Punktualnie o 15:00 uroczystego otwarcia festiwalu dokonali burmistrz Garwolina Tadeusz Mikulski, przewodniczący rady miasta Marek Jonczak oraz starosta garwoliński Marek Chciałowski. Pierwszym akcentem artystycznym, inaugurującym wspólną zabawę, był polonez, którego w pierwszej parze poprowadził dyrektor CSiK Jarosław Kargol. Ten staropolski zwyczaj otworzył przed publicznością pełen atrakcji festiwal.
Tradycyjnie nie zabrakło niedzielnego garwolińskiego rosołu przygotowanego przez Zespół Szkół Ponadgimnazjalnych nr 2 w Garwolinie ? wydano dokładnie 1000 porcji. Ogromnym powodzeniem cieszyły się także pyzy. Niekwestionowaną gwiazdą tegorocznego festiwalu był jednak pieróg. Ważący ponad 115 kilogramów jest największym na świecie ulepionym pierogiem. (Więcej o rekordowym pierogu).
Na przechadzających się ulicą Senatorską czekały wystawy fotografii, rękodzieła, stoiska ze starymi, prawie zabytkowymi już rzeczami codziennego użytku czy strojami. Można było zajrzeć do warsztatu kuśnierskiego, posiedzieć w kawiarence u marszałka Piłsudskiego, pohandlować z żydowskimi kupcami.

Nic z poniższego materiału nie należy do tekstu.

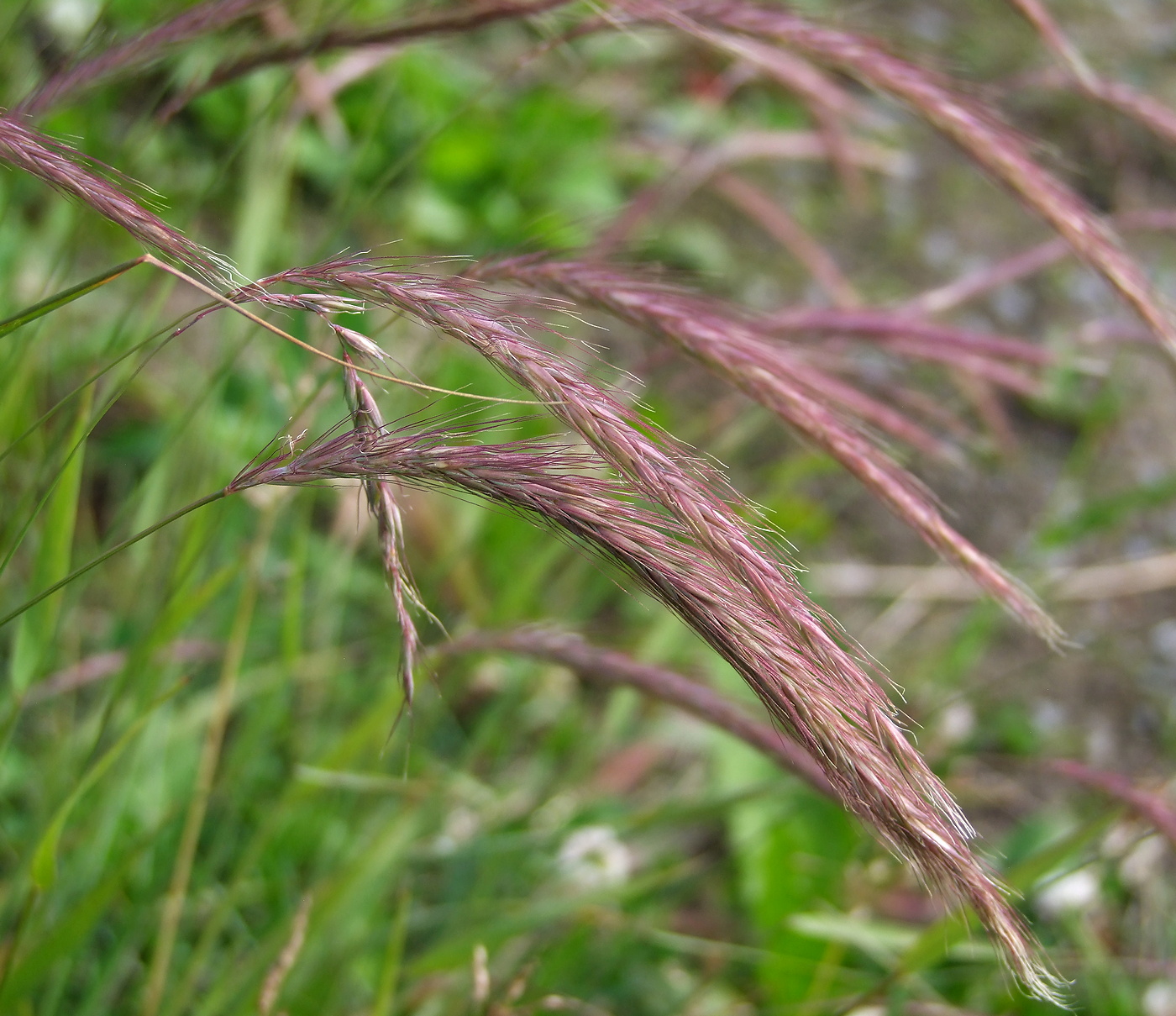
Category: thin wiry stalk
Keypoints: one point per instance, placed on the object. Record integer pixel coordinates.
(65, 170)
(691, 167)
(727, 344)
(1149, 806)
(885, 326)
(609, 667)
(133, 55)
(829, 103)
(973, 126)
(1022, 265)
(1119, 96)
(462, 18)
(382, 503)
(840, 716)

Stałym punktem programu jest konkurs wiedzy o Garwolinie. W tym roku oprócz pytań o historię Garwolina, były także zagadki bardziej współczesne. Wygrać można było między innymi wypiekane garwolińskie koguciki czy torby festiwalowe.
Na scenie z programem artystycznym ?Lata 20, lata 30" wystąpiła młodzież z Liceum Marszałka Józefa Piłsudskiego.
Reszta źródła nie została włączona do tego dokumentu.